Tolovana Beach State Recreation Site

Park History

Lands were obtained by purchase from private owners between 1967 and 1969. North of the wayside, at a location overlooking Haystack Rock, Governor Oswald West built his family's vacation retreat, a massive log bungalow. In action now widely recognized as a signal event in the state's conservation movement, Governor West encouraged the legislative designation of Oregon beaches as public highways in 1913, thus ensuring the public's right of access to them long into the future. The subdivision known as Tolovana Park was the historic setting of a rustic ocean side hostelry of the early days known as the Warren Hotel.  The first guest to sign-in was Oswald West, a friend fo the Warrens'.  Owner Mark Warren and his brother Will spent time in Alaska before settling and farming Tolovana Park.  The Warren family mapped and surveyed all of Tolovana Park, labeling all the streets after Native American named rivers of Alaska.  Tolovana means "river of sticks". 

Acreage: 3.31

Annual day-use attendance: 1,105,198

Tolovana Beach State Recreation Site FAQ


Must I leash my dog on the ocean shore?

The short answer is no, but the handler of any domestic animal on the ocean shore does have responsibilities. Please refer to an excerpt from our ocean shore rules, below:

(2) The handler of any domestic animal must be responsible for the animal's behavior and must exercise direct control over the animal while in the ocean shore state recreation area.

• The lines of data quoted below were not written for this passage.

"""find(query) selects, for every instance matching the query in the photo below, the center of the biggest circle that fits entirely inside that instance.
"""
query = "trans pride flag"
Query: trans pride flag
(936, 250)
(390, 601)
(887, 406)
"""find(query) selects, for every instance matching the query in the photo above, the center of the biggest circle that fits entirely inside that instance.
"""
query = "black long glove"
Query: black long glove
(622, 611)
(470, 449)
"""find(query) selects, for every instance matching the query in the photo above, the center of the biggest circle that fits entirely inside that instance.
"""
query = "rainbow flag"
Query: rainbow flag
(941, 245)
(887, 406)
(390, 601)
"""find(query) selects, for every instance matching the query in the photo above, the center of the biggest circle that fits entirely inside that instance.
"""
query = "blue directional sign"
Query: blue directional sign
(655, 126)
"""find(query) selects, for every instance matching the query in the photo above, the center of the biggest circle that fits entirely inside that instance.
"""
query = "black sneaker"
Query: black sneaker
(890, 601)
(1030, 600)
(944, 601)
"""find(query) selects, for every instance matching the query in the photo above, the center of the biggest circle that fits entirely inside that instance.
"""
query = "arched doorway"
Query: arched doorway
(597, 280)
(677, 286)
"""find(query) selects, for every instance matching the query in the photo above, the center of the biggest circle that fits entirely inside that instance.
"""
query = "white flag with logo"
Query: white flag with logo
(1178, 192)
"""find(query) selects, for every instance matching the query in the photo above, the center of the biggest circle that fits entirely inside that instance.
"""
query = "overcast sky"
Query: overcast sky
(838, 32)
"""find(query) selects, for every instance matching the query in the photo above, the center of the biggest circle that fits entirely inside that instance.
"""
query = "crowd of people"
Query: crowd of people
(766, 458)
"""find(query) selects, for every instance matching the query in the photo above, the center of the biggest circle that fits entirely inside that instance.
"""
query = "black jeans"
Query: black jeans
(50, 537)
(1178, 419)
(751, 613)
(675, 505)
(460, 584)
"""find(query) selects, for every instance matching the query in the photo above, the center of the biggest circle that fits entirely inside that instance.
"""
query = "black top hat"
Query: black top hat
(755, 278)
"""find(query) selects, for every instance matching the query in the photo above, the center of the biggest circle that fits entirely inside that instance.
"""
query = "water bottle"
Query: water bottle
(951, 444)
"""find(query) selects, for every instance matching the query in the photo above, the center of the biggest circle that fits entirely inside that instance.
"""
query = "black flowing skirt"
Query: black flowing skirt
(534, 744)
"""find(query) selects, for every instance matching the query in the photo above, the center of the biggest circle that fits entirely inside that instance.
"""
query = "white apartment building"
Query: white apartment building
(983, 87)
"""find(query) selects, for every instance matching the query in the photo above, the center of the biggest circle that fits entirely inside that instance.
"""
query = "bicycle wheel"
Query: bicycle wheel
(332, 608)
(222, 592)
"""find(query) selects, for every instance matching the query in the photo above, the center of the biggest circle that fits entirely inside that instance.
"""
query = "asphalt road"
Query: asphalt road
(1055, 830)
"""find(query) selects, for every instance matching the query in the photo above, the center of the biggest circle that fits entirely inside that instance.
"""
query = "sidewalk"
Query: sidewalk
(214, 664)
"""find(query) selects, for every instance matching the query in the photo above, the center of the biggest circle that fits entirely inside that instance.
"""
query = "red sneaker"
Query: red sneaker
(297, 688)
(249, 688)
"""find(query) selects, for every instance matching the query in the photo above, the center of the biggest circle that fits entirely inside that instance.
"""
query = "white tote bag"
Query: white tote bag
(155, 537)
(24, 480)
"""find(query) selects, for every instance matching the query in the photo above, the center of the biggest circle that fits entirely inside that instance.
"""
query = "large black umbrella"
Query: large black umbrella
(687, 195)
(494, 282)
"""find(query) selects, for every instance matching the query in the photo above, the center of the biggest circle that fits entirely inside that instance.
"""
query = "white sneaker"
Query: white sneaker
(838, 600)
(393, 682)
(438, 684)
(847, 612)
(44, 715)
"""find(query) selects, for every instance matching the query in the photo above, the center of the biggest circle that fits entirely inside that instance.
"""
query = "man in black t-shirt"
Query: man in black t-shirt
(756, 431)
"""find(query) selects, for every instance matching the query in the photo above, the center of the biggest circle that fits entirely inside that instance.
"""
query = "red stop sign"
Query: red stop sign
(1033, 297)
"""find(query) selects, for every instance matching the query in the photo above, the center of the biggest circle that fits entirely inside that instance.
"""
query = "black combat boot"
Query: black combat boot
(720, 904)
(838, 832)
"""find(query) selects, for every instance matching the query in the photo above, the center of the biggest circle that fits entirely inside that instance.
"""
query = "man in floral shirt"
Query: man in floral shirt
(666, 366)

(a) “Direct control” means that the animal is within the unobstructed sight of the handler and responds to voice commands or other methods of control.

(b) Domestic animal handlers must carry a leash or restraining device at all times while in the ocean shore state recreation area.

(c) Domestic animal handlers must promptly leash animals at the request or order of a park employee.

(d) Handlers must prevent their animals from harassing people, wildlife and other domestic animals.

(e) Animals may not be hitched or confined in a manner that may cause damage to any natural resources on the ocean shore.

(f) Handlers are responsible for the removal of the animal's waste while in the ocean shore state recreation area.